Suggest stop loss levels based on different methods.
Args:
df (pd.DataFrame): Historical price data
method (str): Method to use ('atr', 'swing', 'percent')
Returns:
Dict[str, float]: Suggested stop loss levels
"""
try:
current_price = df["close"].iloc[-1]
suggestions = {}
# ATR-based stop (2x ATR)
high_low = df["high"] - df["low"]
high_close = abs(df["high"] - df["close"].shift())
low_close = abs(df["low"] - df["close"].shift())
tr = pd.concat([high_low, high_close, low_close], axis=1).max(axis=1)
atr = tr.rolling(window=14).mean().iloc[-1]
suggestions["atr_stop"] = round(current_price - (2 * atr), 2)
suggestions["atr_value"] = round(atr, 2)
# Swing low stop (lowest low of last 10 days)
swing_low = df["low"].tail(10).min()
suggestions["swing_stop"] = round(swing_low * 0.99, 2)
# Percentage-based stops
suggestions["percent_3"] = round(current_price * 0.97, 2)
suggestions["percent_5"] = round(current_price * 0.95, 2)
suggestions["percent_8"] = round(current_price * 0.92, 2)
return suggestions
except Exception as e:
raise Exception(f"Error suggesting stop loss: {str(e)}")These risk management tools help traders: - Size positions appropriately based on their risk tolerance - Set stop losses using different methodologies (ATR, swing lows, or fixed percentages) - Calculate risk/reward ratios for potential trades
Wiring It All Up in server.py
Now let's expose these new features through our MCP server.
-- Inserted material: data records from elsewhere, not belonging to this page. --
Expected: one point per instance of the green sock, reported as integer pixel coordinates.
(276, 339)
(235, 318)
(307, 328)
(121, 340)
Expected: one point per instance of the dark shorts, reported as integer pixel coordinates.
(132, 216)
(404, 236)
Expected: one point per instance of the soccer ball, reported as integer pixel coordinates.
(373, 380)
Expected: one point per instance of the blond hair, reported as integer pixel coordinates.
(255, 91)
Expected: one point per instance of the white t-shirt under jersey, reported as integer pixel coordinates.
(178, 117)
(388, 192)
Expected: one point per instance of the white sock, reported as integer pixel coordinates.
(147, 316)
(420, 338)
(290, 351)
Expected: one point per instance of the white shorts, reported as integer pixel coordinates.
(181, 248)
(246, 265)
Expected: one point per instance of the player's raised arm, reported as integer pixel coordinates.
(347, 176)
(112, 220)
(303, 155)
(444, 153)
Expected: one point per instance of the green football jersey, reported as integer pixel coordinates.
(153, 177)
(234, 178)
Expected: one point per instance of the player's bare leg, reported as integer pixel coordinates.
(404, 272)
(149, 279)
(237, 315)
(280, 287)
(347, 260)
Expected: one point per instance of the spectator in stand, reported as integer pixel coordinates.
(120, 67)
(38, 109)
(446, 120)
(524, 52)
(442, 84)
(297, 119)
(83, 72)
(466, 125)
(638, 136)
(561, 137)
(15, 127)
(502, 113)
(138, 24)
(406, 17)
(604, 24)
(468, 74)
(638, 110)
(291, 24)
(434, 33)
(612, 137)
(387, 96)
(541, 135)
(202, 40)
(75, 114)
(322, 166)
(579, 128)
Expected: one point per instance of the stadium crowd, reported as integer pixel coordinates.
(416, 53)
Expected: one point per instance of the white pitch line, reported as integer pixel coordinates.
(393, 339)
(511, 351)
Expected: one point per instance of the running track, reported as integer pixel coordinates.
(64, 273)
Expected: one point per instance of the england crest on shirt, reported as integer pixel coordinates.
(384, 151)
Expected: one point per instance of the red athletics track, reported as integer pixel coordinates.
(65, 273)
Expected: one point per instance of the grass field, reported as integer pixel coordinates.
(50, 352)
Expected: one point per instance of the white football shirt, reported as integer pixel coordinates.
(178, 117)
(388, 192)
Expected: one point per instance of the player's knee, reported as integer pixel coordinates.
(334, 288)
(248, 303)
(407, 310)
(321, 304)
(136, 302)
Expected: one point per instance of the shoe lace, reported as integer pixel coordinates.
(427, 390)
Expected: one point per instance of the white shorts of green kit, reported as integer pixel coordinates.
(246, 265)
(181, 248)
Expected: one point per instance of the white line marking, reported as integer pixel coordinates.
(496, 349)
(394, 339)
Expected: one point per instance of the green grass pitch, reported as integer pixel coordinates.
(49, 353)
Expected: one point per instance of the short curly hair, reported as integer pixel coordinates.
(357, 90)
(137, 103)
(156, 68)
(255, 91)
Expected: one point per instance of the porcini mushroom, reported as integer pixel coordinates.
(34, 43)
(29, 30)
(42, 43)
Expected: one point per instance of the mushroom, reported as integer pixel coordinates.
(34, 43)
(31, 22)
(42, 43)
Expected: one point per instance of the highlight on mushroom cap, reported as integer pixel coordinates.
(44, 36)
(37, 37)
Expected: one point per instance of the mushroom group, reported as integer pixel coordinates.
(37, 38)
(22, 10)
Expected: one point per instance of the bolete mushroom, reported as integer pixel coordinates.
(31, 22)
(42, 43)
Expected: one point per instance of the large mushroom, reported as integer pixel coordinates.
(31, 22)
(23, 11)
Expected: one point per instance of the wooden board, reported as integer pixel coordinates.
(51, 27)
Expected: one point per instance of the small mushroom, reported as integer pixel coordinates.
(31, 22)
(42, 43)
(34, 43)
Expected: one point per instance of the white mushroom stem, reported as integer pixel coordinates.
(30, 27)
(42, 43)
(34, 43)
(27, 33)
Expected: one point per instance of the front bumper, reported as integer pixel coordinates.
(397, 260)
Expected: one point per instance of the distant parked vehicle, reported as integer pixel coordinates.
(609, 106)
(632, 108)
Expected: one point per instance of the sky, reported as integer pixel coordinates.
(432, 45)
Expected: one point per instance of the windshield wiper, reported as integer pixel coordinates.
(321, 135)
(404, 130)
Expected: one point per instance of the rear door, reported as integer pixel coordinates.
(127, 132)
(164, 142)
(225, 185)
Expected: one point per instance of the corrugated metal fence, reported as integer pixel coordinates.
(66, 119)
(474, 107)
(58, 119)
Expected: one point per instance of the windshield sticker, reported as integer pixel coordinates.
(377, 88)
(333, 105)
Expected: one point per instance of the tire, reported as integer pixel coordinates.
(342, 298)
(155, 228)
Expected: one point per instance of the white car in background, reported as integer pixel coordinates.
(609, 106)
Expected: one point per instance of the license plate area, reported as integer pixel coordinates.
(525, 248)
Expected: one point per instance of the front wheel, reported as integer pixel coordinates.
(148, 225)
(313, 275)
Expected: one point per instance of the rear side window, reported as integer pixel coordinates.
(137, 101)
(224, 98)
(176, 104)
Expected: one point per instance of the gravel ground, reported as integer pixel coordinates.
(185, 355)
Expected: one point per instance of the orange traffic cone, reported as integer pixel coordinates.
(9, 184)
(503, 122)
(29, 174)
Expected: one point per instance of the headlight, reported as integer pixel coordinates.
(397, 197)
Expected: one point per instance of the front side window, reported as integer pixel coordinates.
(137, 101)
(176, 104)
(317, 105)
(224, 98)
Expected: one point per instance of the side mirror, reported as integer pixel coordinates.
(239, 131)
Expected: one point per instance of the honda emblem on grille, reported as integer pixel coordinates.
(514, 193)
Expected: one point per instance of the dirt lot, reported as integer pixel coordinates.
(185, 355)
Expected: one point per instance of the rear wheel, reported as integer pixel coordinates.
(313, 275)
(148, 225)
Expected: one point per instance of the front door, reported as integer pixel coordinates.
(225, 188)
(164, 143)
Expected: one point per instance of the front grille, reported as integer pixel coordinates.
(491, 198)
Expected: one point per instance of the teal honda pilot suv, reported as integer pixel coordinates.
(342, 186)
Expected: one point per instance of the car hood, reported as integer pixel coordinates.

We'll add new tools that Claude can call:
@server.call_tool()
async def handle_call_tool(name: str, arguments: dict) -> list[types.TextContent]:
"""Handle tool calls from the MCP client."""
if name == "analyze-relative-strength":
symbol = arguments.get("symbol", "").upper()
benchmark = arguments.get("benchmark", "SPY").upper()
rs_data = await RelativeStrength.calculate_rs(
market_data, symbol, benchmark
)
return [types.TextContent(
type="text",
text=json.dumps(rs_data, indent=2)
)]
elif name == "analyze-volume-profile":
symbol = arguments.get("symbol", "").upper()
days = arguments.get("days", 60)
df = await market_data.get_historical_data(symbol, days)
profile = VolumeProfile.analyze_volume_profile(df)
return [types.TextContent(
type="text",
text=json.dumps(profile, indent=2)
)]
elif name == "detect-patterns":
symbol = arguments.get("symbol", "").upper()
df = await market_data.get_historical_data(symbol, 252)
patterns = PatternRecognition.detect_patterns(df)
return [types.TextContent(
type="text",
text=json.dumps(patterns, indent=2)
)]
elif name == "calculate-position-size":
result = RiskManagement.calculate_position_size(
account_size=arguments.get("account_size"),
risk_percent=arguments.get("risk_percent", 1.0),
entry_price=arguments.get("entry_price"),
stop_loss=arguments.get("stop_loss"),
)
return [types.TextContent(
type="text",
text=json.dumps(result, indent=2)
)]
elif name == "suggest-stop-loss":
symbol = arguments.get("symbol", "").upper()
df = await market_data.get_historical_data(symbol, 30)
suggestions = RiskManagement.suggest_stop_loss(df)
return [types.TextContent(
type="text",
text=json.dumps(suggestions, indent=2)
)]Testing Our Enhanced Server
With all these features in place, we can now ask Claude sophisticated trading questions like:
- •"What's the relative strength of
NVDA compared to the QQQ over the last quarter?"
- •"Show me the volume profile for
AAPL and identify the point of control"
- •"Detect any chart patterns forming on
TSLA"
- •"I have a $50,000 account and want to risk 1% on a trade. Entry at $150, stop at $145. How many shares should I buy?"
Wrapping Up
We've transformed our basic MCP stock analysis server into a serious trading tool. The four features we added today – relative strength, volume profile, pattern recognition, and risk management – are staples in any professional trader's toolkit.
In the next part of this series, we'll explore how to add real-time data streaming and alert capabilities. Until then, happy trading!
Remember: These tools are for educational purposes. Always do your own research and consider consulting with a financial advisor before making trading decisions.